We all use mental models whether we know it or not, and being deliberate about applying them and acquiring more is a powerful thing - but mis-applying a mental model is just as bad as not having it in your inventory.
Mental models exist to simplify the world and allow us to make decisions in the face of impossible complexity. They consist of universal or local truths that surface as a result of deep exploration of a given domain or craft.
Here's a famous quote cited by many internet gurus and militant Munger-ites:
“You must know the big ideas in the big disciplines and use them routinely – all of them, not just a few. Most people are trained in one model – economics, for example – and try to solve all problems in one way. You know the old saying: To the man with a hammer, the world looks like a nail. This is a dumb way of handling problems.”
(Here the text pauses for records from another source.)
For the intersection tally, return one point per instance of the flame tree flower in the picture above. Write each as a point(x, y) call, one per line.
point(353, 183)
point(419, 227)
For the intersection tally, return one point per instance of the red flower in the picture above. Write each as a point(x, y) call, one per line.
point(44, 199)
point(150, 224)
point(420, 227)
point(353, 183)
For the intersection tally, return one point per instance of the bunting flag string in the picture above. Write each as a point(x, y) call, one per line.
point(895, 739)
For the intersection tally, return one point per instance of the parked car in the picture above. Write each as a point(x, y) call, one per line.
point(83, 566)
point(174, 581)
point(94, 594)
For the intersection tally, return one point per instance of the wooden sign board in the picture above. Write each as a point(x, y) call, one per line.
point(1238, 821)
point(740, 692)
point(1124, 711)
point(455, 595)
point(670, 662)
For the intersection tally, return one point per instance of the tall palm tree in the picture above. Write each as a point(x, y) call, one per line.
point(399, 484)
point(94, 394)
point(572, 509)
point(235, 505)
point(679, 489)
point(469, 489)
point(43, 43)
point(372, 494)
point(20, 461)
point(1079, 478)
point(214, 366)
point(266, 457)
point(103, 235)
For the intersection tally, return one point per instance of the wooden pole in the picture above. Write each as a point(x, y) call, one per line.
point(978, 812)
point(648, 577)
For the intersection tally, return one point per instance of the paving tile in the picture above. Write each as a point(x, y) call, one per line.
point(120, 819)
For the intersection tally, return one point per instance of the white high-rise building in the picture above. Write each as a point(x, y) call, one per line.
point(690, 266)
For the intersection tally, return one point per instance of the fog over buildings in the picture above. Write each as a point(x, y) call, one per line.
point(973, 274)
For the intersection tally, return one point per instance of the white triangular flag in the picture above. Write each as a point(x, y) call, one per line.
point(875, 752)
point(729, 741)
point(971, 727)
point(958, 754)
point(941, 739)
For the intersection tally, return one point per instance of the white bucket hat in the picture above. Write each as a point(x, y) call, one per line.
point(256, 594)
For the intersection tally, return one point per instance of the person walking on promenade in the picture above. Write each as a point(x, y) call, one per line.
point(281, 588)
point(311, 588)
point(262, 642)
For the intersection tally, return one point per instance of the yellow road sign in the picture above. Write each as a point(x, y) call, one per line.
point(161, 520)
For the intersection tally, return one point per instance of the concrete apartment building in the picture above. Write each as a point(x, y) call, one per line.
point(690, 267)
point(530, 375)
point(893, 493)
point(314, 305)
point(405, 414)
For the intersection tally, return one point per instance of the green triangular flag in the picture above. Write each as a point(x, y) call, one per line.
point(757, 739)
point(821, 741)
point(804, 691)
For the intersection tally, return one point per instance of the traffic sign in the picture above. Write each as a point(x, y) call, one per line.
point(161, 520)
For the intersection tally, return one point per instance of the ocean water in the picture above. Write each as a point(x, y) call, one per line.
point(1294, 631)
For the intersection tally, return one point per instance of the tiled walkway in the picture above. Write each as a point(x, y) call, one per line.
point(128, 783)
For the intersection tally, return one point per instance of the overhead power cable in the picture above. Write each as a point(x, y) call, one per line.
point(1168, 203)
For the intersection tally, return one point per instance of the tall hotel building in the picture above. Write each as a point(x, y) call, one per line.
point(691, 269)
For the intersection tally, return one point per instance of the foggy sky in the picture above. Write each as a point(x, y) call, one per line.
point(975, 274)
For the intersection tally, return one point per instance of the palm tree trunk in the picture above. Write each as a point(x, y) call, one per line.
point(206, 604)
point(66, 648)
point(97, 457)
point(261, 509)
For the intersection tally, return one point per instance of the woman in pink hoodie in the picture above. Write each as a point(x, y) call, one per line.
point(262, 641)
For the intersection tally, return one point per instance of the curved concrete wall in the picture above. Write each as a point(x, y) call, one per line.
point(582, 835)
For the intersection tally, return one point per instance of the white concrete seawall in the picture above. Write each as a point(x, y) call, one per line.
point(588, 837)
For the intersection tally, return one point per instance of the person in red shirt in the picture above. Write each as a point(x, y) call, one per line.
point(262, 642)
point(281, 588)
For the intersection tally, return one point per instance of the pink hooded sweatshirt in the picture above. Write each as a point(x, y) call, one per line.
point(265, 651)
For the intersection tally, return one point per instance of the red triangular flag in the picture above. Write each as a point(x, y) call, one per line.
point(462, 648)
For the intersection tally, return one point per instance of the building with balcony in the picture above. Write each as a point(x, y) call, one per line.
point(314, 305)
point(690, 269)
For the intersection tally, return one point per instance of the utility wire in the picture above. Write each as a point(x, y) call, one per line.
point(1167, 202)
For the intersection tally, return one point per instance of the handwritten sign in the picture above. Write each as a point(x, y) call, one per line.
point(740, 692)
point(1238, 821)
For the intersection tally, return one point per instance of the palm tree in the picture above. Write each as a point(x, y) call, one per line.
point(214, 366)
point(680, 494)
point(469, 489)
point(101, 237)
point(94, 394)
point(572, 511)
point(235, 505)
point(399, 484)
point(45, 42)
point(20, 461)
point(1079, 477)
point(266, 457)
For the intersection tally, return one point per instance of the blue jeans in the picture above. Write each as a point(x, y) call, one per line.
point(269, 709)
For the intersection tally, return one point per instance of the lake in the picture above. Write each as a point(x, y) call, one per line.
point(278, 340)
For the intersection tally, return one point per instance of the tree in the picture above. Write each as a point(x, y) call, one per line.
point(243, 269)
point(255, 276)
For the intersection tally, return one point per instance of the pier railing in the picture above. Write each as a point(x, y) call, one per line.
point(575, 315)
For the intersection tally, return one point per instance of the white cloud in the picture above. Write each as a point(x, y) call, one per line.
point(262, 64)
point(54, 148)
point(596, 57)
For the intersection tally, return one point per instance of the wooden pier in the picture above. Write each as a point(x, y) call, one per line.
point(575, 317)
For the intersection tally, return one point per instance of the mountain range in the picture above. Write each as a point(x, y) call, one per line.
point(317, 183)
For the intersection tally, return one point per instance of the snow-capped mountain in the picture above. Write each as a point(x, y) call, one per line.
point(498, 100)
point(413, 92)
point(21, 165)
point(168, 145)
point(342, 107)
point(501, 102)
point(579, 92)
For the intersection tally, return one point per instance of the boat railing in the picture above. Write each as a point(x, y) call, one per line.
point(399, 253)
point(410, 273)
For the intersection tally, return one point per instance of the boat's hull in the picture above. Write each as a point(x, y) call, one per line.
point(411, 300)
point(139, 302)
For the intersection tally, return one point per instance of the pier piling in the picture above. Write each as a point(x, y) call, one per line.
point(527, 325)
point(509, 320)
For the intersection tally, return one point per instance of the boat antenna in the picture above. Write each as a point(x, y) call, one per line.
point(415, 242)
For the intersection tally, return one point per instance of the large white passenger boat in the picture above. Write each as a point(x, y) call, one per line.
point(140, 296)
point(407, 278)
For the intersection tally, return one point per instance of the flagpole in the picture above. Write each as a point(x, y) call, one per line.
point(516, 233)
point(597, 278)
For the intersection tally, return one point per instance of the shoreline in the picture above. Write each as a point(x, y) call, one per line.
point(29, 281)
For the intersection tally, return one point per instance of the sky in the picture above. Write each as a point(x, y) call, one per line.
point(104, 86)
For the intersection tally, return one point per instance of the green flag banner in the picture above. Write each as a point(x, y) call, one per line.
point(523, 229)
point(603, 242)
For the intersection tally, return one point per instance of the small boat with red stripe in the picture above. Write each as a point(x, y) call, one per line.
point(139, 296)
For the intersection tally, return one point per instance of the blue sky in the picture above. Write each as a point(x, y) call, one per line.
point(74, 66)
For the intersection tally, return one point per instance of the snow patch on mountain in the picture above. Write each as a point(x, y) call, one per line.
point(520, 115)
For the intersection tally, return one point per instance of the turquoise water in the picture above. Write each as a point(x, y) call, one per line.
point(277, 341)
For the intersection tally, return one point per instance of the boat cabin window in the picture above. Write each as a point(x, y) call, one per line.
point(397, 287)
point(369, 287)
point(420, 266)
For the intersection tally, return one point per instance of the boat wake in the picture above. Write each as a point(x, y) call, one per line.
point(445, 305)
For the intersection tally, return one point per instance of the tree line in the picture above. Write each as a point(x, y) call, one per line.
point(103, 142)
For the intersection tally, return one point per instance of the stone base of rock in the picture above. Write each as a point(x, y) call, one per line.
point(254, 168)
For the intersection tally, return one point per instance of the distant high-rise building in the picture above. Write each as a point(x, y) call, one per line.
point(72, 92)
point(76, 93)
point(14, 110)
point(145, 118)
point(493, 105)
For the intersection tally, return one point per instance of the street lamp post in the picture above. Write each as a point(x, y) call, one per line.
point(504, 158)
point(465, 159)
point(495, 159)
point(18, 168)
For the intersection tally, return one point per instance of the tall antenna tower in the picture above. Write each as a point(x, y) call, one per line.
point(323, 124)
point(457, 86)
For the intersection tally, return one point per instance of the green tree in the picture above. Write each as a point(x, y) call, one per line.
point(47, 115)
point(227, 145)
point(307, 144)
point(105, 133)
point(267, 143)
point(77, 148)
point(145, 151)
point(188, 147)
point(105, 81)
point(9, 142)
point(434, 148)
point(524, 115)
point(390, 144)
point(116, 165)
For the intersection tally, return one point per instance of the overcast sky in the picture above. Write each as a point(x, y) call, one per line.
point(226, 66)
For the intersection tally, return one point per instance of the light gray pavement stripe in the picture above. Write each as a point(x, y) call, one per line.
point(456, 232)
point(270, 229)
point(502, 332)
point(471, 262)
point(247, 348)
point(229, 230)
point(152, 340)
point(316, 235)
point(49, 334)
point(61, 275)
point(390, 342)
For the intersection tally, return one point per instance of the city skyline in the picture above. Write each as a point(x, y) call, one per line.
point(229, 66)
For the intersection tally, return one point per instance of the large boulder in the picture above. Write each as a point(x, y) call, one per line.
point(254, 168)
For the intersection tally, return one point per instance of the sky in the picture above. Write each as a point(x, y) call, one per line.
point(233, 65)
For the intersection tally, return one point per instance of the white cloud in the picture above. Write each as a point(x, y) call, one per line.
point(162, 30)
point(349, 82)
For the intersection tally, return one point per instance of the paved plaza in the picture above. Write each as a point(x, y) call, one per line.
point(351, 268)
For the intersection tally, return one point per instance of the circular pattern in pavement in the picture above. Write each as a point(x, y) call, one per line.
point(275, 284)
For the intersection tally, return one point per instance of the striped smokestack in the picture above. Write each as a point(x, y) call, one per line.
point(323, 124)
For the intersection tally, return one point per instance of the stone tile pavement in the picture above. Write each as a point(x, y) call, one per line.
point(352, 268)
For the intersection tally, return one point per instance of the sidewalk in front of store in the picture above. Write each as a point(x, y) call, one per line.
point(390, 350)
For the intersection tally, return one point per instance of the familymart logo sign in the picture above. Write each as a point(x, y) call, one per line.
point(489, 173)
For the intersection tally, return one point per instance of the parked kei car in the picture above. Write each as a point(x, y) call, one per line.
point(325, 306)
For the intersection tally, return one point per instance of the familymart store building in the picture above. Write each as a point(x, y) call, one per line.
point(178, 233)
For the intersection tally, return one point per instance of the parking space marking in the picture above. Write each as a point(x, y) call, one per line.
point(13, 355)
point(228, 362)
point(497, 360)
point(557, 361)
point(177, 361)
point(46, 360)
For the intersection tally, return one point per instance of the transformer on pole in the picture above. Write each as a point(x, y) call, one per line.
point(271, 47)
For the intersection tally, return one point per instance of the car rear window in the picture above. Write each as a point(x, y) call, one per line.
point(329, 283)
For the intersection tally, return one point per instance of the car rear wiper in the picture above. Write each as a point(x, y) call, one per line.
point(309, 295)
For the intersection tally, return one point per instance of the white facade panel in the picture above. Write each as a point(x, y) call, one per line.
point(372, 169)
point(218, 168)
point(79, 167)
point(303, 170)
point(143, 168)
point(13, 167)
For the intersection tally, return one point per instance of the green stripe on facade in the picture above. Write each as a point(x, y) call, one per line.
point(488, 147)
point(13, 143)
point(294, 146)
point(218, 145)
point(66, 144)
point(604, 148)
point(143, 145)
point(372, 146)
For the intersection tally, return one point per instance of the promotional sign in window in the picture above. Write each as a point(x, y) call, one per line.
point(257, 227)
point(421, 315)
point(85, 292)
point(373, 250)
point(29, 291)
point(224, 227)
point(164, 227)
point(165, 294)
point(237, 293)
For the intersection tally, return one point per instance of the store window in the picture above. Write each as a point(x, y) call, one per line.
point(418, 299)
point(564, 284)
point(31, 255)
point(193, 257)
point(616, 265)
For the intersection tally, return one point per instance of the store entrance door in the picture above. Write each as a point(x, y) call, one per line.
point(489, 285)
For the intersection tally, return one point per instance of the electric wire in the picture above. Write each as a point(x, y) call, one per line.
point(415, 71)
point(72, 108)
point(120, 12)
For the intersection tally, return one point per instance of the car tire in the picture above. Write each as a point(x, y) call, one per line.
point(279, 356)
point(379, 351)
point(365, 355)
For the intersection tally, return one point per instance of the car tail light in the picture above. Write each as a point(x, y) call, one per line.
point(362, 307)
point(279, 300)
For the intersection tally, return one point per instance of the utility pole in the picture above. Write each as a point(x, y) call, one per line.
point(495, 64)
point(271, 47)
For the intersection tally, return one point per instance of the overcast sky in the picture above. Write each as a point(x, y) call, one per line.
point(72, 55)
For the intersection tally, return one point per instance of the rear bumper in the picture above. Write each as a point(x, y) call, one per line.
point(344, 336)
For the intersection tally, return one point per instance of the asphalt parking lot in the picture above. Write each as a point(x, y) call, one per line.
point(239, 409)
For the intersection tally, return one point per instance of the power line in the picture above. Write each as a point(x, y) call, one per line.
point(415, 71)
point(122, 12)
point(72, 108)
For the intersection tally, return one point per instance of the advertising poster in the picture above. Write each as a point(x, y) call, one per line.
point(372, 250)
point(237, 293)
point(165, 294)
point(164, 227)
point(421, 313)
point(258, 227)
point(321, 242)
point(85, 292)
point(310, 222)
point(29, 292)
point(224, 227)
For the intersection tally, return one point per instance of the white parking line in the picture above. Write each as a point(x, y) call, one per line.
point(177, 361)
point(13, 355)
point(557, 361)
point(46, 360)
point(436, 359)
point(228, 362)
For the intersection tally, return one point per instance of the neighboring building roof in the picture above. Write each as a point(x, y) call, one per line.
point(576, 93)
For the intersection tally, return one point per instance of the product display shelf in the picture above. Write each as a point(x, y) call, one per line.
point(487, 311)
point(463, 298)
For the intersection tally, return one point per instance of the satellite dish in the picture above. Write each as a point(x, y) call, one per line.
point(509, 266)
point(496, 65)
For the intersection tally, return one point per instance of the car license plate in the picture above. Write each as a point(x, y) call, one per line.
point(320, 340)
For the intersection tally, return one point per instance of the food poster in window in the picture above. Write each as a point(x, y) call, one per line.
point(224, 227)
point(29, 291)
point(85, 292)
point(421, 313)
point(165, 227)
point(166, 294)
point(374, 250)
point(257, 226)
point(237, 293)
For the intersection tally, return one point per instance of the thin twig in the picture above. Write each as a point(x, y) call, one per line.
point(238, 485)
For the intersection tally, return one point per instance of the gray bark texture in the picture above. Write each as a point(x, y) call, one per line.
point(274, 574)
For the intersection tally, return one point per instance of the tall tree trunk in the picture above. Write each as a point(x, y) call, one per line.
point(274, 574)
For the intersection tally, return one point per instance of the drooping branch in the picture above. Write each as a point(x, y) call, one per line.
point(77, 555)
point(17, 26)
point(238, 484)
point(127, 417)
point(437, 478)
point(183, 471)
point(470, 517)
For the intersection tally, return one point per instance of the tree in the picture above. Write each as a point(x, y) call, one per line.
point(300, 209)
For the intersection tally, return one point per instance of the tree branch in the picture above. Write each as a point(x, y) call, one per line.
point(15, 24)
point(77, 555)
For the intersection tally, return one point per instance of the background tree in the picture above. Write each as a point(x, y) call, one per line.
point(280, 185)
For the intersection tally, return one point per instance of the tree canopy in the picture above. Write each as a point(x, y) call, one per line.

When Charlie Munger says to use mental models, he's saying that you can fall into traps by ignoring universal truths from other domains that you wouldn't otherwise be exposed to in your own discipline. Reading widely and pursuing worldly wisdom, then, is a shield against ignorance. It's playing defense so that you don't over-fit a single model to all your problems, not playing offense to try and find the correct shortcut. In fact, there are so many heuristics out there you are bound to find two that are at odds with each other for any given decision.
James Clear says, "You don't rise to the level of your goals. You fall to the level of your systems." And our systems are heavily rewarded for explaining as much about the world as we can with as little mental effort as possible. You have to fight a slew of mental biases to deliberately apply mental models and not be a man with a hammer. You want to end up looking more like this guy.
The way to get yourself a whole tool vest, as opposed to just a hammer, is to build the proverbial latticework of mental models on which to hang all the data points you gather. But just reading "Occam's Razor - the most likely explanation is the simplest one," and stashing it away in your notes app is going to build a weak link on that latticework.
Similar to reading a book summary rather than the actual book - you can get the main points, but you won't really internalize the message to the point where you can make use of it. Most of the time, the author wrote a whole book about those main points for a reason. If it's worth knowing, it's worth reading the book.
Don't get me wrong, I want to build my working collection of mental models, and I understand their effectiveness. I'm just expressing a gripe with the common literature on the subject, which I think attracts more clicks than it contributes wisdom.